Saturday, August 10, 2013

JUST BEGINNING


“She said she was just beginning to understand her selfishness.”
       -- Sarah Orne Jewett, in “Miss Sydney’s Flowers”
    
     I don’t think I’m any more selfish than the next person, but strangely enough, like Miss Sydney in Jewett’s story, I seem to be just starting to understand my particular type of selfishness. I’m not an unusually greedy or grasping person, and I do show a reasonable concern for others, so I don’t think my personal kind of selfishness is especially spiteful. No, what I’m beginning to see, ever so slowly and clearly, is that I am selfish simply because I’m consumed with concern about my “self”, the supposedly separate and distinct person I call “me”. I’m starting to appreciate the fact that most of my thoughts, for all these years, have been about this “self”, hoping to either protect it or enhance it or use it to stand strong against others. Somehow, over the long years of my life, I’ve steadily nourished the notion that nothing is more important than shielding and strengthening this small, separate self called “me” -- and now, in my 70’s, I’m just starting to understand how irrepressible this preoccupation has become.
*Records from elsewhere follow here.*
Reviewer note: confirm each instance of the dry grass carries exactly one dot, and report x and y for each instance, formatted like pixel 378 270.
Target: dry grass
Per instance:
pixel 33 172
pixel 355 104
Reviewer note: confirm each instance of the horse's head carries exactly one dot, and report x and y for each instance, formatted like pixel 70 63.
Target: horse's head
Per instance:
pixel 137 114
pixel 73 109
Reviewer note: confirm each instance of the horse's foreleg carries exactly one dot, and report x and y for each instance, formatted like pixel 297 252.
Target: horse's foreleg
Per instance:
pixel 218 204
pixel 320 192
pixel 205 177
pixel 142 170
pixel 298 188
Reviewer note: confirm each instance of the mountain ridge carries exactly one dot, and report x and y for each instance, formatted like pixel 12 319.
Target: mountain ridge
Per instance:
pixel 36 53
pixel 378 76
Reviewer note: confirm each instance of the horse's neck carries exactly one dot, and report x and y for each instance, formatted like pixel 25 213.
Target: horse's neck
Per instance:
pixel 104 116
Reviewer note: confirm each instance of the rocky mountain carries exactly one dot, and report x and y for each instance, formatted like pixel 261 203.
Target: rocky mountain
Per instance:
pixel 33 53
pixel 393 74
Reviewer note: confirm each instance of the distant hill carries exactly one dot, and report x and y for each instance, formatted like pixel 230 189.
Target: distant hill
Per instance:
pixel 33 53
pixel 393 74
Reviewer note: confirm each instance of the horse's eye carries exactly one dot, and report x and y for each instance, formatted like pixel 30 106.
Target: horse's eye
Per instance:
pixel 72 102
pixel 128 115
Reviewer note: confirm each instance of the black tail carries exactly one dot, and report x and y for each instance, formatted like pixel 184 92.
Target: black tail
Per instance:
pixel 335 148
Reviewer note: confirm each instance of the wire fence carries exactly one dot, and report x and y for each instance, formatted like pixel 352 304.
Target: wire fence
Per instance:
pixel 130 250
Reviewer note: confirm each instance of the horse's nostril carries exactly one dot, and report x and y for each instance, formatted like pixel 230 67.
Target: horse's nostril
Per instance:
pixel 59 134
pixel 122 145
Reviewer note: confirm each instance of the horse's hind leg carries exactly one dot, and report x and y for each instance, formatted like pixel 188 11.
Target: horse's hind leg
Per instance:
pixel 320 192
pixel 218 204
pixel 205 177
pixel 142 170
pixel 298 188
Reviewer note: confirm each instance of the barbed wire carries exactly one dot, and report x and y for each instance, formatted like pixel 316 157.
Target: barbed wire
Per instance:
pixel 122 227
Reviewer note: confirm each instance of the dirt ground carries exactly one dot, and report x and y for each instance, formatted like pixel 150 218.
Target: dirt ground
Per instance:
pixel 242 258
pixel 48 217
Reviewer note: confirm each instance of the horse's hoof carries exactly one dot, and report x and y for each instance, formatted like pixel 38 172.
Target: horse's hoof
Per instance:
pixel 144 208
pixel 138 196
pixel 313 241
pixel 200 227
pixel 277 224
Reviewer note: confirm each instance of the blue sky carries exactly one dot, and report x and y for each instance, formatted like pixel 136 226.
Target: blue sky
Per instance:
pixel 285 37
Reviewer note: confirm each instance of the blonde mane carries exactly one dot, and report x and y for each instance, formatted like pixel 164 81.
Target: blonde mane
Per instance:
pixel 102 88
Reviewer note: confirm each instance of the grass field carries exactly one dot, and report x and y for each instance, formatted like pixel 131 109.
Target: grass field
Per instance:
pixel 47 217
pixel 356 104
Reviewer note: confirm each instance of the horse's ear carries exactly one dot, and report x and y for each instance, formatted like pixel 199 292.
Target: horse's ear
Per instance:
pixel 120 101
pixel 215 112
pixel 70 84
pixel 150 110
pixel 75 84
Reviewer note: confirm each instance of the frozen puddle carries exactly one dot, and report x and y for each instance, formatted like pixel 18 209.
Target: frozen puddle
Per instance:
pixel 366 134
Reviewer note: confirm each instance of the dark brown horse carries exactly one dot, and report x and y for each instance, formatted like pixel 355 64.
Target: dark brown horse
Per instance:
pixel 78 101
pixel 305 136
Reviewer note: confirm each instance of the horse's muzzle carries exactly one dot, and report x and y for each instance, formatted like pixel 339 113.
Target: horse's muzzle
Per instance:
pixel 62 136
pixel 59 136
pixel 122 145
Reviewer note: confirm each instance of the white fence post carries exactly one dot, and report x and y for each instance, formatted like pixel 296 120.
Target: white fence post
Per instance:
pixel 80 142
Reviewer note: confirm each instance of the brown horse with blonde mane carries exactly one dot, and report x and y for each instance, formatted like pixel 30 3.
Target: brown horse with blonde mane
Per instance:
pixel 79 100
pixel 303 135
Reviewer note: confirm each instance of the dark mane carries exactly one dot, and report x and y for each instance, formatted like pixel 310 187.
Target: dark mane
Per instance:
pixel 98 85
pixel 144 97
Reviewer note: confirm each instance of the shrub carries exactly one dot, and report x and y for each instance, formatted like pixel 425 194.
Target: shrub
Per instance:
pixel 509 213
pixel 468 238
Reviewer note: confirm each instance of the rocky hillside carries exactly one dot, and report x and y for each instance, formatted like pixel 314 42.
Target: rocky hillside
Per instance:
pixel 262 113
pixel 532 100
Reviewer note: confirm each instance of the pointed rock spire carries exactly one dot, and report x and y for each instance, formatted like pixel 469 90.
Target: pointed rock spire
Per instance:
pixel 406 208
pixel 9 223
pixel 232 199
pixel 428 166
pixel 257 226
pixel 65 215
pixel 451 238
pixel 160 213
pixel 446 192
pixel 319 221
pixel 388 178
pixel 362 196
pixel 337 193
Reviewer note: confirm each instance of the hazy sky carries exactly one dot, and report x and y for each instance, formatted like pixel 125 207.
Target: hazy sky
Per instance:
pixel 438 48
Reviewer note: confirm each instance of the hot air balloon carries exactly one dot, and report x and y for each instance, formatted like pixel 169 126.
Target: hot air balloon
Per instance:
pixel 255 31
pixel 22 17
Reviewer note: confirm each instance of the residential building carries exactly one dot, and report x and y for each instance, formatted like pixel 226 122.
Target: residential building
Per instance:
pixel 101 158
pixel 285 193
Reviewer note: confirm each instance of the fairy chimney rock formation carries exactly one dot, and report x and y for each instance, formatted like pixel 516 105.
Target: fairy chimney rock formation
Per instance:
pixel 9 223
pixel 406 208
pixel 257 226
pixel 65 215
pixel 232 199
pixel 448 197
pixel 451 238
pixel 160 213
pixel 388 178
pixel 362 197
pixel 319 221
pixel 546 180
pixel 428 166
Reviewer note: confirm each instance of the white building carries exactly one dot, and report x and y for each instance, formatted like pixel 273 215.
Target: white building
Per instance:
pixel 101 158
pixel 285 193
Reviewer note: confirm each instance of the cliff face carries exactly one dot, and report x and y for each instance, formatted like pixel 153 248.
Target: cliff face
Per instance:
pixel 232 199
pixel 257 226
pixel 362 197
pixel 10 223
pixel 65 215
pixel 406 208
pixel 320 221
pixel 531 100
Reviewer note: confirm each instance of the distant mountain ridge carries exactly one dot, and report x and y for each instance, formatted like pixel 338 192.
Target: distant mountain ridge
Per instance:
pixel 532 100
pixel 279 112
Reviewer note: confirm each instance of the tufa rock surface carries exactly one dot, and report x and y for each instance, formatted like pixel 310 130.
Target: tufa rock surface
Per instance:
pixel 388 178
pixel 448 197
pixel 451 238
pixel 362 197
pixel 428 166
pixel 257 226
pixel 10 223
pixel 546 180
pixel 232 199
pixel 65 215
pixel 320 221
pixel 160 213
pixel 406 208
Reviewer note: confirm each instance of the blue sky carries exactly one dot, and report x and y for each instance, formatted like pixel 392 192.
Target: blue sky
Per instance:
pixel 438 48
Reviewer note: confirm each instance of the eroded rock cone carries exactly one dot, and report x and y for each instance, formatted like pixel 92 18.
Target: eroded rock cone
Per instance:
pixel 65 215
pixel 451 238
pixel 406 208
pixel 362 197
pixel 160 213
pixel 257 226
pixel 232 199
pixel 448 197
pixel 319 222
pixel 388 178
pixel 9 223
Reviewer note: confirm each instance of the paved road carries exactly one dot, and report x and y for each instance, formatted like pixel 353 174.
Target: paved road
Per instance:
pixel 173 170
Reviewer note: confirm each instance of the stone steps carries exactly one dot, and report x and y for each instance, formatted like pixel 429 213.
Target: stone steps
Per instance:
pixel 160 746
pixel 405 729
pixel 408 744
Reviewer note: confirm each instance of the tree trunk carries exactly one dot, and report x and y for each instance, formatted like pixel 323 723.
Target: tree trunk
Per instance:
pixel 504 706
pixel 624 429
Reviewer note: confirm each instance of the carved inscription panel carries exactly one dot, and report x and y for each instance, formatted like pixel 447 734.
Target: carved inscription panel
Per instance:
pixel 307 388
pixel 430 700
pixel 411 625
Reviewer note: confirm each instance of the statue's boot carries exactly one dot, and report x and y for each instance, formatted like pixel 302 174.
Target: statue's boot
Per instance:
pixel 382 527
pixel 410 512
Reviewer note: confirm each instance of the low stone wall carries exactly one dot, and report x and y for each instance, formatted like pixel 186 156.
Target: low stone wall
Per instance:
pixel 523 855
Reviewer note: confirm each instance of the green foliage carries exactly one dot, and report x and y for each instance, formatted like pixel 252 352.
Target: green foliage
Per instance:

This, to me, is selfishness of a high order, and it’s something I want to hold up in a light, look at clearly, and then hopefully leave behind. This meager and insignificant “me” which has occupied so much of my time for 71 years must be set on the scrap pile where it belongs. The only “self” I want to support and make stronger in my senior-citizen years is the one called “the world”, the  vast and mysterious marvel of which all of us are indissolubly a part. That would be a commitment, a dedication, worth undertaking, far more praiseworthy than the shallow pledge to protect and bolster a silly little “me”.